Namun, saat Jack akan melayangkan tinjunya lagi. Ponsel Jack bergetar di sakunya. Mau tak mau dia akhirnya menghentikan aksinya karena Jack melihat nama Louisa di layar. Jack lantas keluar untuk mengangkat panggilan istrinya.
"Halo, Sayang. Ada apa?"
("Dimana?") tanya Louisa dengan lirih
"Sedang mengurus sesuatu, Sayang. Ada apa?"
"Jack, perutku sakit." Sekarang suara Louisa terdengar bergetar.
DEG!
Jack langsung berlari keluar. Dia menyerahkan Lucas pada Hugo. Jack mengemudikan mobilnya dengan kecepatan tinggi. pangggilan Louisa masih terhubung. Jack berusaha menenangkan istrinya, Louisa pasti sangat ketakutan sekarang.
"Kau dikamar sendirian?" tanya Jack. Dia masih fokus menyetir, tapi perhatiannya tak lepas dari sang istri.
"Mona ada di sini menemaniku. Mrs Carrol juga ada di sini. Mereka ingin membawaku ke rumah sakit, Jack, tapi aku ingin kau ada di sini."
"Hmm, Jack. Jangan matikan teleponnya."
Setelah mengatakan hal itu, Suara Louisa tak terdengar lagi. Jack justru semakin panik dan menginjak pedal gasnya semakin dalam.

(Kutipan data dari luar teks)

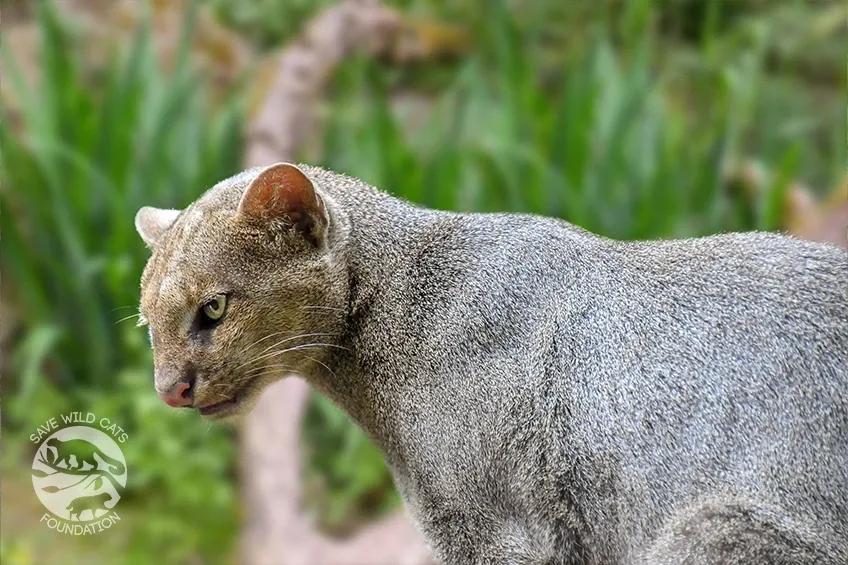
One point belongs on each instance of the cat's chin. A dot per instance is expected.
(233, 409)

"Loui, apa kau mendengarkanku? Loui!"
Hening tak ada sahutan. Jack tiba di mansionnya dan memarkirkan mobilnya asal. Dia berlari tanpa mempedulikan tatapan bingung para pekerjanya. Setibanya dia di kamar, jack langsung menghampiri istrinya.
"Kita ke rumah sakit sekarang!" jack mengusap kening Louisa yang berkeringat dingin. Mona dan Mrs Carrol masih setia berdiri di samping ranjang tuannya. Wajah pucat Louisa semakin membuat Jack cemas. Apalagi Louisa terlihat sangat lemas.
***
Louisa baru saja tertidur setelah dokter memberi obat pada Louisa. Beruntung Jack segera membawa Louisa ke rumah sakit. Louisa mengalami flek dan kram karena stress.
Jack tak tahu apa yang membuat istrinya seperti itu. Dia tadi tak sempat menanyai Louisa macam-macam. Padahal tadi saat dia meninggalkan Louisa, Wanita itu tampak baik-baik saja.
Mona datang membawa keperluan Louisa selama dirawat di rumah sakit. jack lantas meminta Mona untuk menceritakan semuanya.
"Tadi setelah anda pergi, Nyonya tidur cukup lama. Lalu setelah itu nyonya sepertinya mendapat mimpi buruk. Dia seperti gelisah. Saya mencoba membangunkannya. Saat nyonya bangun dia terlihat ketakutan dan tak lama nyonya kesakitan, Tuan."
"Terima kasih, Mona."
"Ini sudah tugas saya, Tuan." Mona pun akhirnya pergi keluar setelah memastikan tuannya tidak memerlukan apa-apa lagi.
Jack duduk di dekat ranjang Louisa. Dia menggenggam jemari Louisa.
"Maaf aku tidak menjagamu dengan baik."